İlk oyundaki o gelişimi oyuncuya yakından hissettirmesi çok iyi bir duyguydu. Oyunun başlarında patır kütür herkesten dayak yiyor, Rattay turnuvalarından dayak yiyerek ayrılıyordum
Oyunun orta sonlarına doğru artık öyle bir makine haline gelmiştim ki turnuvadaki rakiplerim karşımda ancak 10-15 saniye dayanabiliyordu hemen teslim oluyorlardı. Bu geçiş hissini zaman için de insan anlamıyor ama resmen dayak yiye yiye, idman yapa yapa bu hale gelmiştim.
İkinci oyunda sanırım bunu kolaylaştırmışlar o kadar idman yapmamıza gerek yokmuş?
Son çıkan DLC güzel ama ilk oyundaki manastır görevi kadar etkilenmedim. Legacy Of The Forge DLC'si fena değildi. Demirciliği seviyorsanız alınır. Henry'nin babasının geçmişini öğreniyoruz, ondan kalan bir projeyi hayata geçiriyoruz vesaire. Brushes with Death DLC'sini ise hiç beğenmedim. Sürekli oraya git buraya git tarzı görevler var. Onca ameleliğe değecek bir gizem, hikaye felan yok. Bunu oyunda bir yan görev olarak sunsalar bir şey demezdim ama DLC olarak sunulacak kalitede olduğunu düşünmüyorum.

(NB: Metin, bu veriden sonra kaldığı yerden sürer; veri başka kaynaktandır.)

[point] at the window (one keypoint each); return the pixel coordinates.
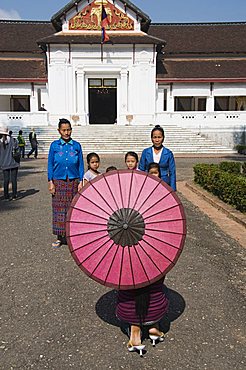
(95, 82)
(190, 103)
(226, 103)
(20, 103)
(183, 103)
(164, 99)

< Bu mesaj bu kişi tarafından değiştirildi Cerade -- 19 Kasım 2025; 3:22:42 >
Tüm dlc ler geldikten sonra sıfırdan ikinci kez girdim bugün. Eski save im üzerine yalnızca dlc leri mi oynasam diye düşündüm ama gönlüm el vermedi. Bu oyun kesinlikle en az çift dikiş hak ediyordu çünkü. Benim için bu yılın goty ı 🙂 İsterse 1 tane bile ödül alamasın. Önemli olan oyuncularda bıraktığı izlenim.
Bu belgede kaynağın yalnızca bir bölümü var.